BBB: Criminals Hijacking Online Vehicle Ads to Trick Consumers

June 28, 2012 Updated Jun 28, 2012 at 1:44 PM EDT


BBB: Criminals Hijacking Online Vehicle Ads to Trick Consumers

June 28, 2012 Updated Jun 28, 2012 at 1:44 PM EDT

( BBB news release) If you are cruising the online vehicle ads for a new ride, the Better Business Bureau warns consumers to be alert to criminals that hijack online ads to “sell” vehicles they do not own and have no intention of delivering.

According to a BBB news release:

The Federal Bureau of Investigation’s Crime Complaint Center received nearly 14,000 complaints from consumers who had been victimized or targeted by these scams from 2008 through last year. Victims lost nearly $44.5 million.

The scam varies, but what often happens is that consumers find vehicles they like advertised on a legitimate website, often at a below-market price. When the buyer contacts the seller, usually from an email address in the ad, the seller responds with a hard-luck story about why they’re selling the vehicle at such a low price.
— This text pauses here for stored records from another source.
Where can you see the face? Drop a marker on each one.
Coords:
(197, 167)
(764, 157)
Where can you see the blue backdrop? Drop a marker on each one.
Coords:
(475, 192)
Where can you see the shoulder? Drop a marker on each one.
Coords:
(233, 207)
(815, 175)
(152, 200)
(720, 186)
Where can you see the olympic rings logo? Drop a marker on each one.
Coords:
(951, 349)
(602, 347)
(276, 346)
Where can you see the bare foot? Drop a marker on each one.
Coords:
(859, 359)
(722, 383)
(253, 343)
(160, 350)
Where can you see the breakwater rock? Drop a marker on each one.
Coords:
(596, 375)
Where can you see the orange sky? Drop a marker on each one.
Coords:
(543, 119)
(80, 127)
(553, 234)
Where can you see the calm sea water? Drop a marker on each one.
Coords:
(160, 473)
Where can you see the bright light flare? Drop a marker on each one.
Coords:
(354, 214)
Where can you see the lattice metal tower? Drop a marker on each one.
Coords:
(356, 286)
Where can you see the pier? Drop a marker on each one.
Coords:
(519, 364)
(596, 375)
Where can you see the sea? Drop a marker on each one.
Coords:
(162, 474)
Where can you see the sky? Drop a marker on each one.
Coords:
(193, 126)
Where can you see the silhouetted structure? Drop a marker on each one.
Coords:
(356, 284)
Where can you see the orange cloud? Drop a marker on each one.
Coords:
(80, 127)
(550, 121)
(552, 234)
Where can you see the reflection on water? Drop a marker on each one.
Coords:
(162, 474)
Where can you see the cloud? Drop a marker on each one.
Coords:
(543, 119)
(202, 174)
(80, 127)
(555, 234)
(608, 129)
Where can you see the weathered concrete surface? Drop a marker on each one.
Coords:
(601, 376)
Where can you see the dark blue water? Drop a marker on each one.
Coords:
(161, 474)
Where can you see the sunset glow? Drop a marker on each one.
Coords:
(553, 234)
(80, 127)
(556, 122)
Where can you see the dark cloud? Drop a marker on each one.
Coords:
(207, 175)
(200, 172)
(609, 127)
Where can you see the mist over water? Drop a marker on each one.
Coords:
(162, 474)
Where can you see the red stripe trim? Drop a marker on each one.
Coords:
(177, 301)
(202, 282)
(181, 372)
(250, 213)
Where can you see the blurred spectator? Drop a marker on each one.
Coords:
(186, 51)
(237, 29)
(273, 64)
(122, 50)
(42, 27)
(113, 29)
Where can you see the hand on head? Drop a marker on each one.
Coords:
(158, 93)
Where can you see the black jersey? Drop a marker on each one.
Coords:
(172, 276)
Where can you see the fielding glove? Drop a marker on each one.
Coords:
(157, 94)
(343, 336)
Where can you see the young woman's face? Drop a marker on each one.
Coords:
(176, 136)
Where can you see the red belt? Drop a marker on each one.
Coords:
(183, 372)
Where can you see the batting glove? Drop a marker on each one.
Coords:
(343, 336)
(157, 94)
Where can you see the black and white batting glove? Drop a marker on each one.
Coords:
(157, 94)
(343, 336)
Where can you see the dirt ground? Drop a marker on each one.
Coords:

The seller then asks the buyer to move the transaction to another website, often citing security reasons, and offers a buyer protection plan in the name of a well-known entity, usually a large online company.  The buyer receives an invoice and is instructed to wire the funds to an account. In some cases, sellers have posed as company representatives in a live chat, offering to answer questions from buyers.

Buyers are asked to fax a receipt to show that the funds have been wired, and the seller and buyer agree on where and when the vehicle will be delivered. Of course, once the money is wired, there is no vehicle and the buyer’s money is gone.

“The instructions to wire the money should alert buyers that the deal is a scam, if they haven’t figured that out when the seller refuses to make the car available for the buyer to inspect,” said Michelle L. Corey, BBB president and CEO.

In most cases, according to the FBI, the ad that a consumer sees online is either phony or was hijacked from another website. When the seller asks buyers to switch to a second site, it is usually a spoof of a legitimate site where the scammer can conduct a criminal business. Any “buyer protection plan” is bogus.

The scam has a number of red flags that should alert consumers:

    The price is too good to be true.
    The transaction is moved to another website.
    The seller says the “buyer protection plan” will cover the transaction even though the sale has been moved to another site.
    The seller won’t let the buyer inspect the car before purchase.
    The seller claims to be unable to show the car because they’re in the military and are about to be deployed, because they’re moving, because the owner died or because of some other reason.
    The money has to be wired to the seller.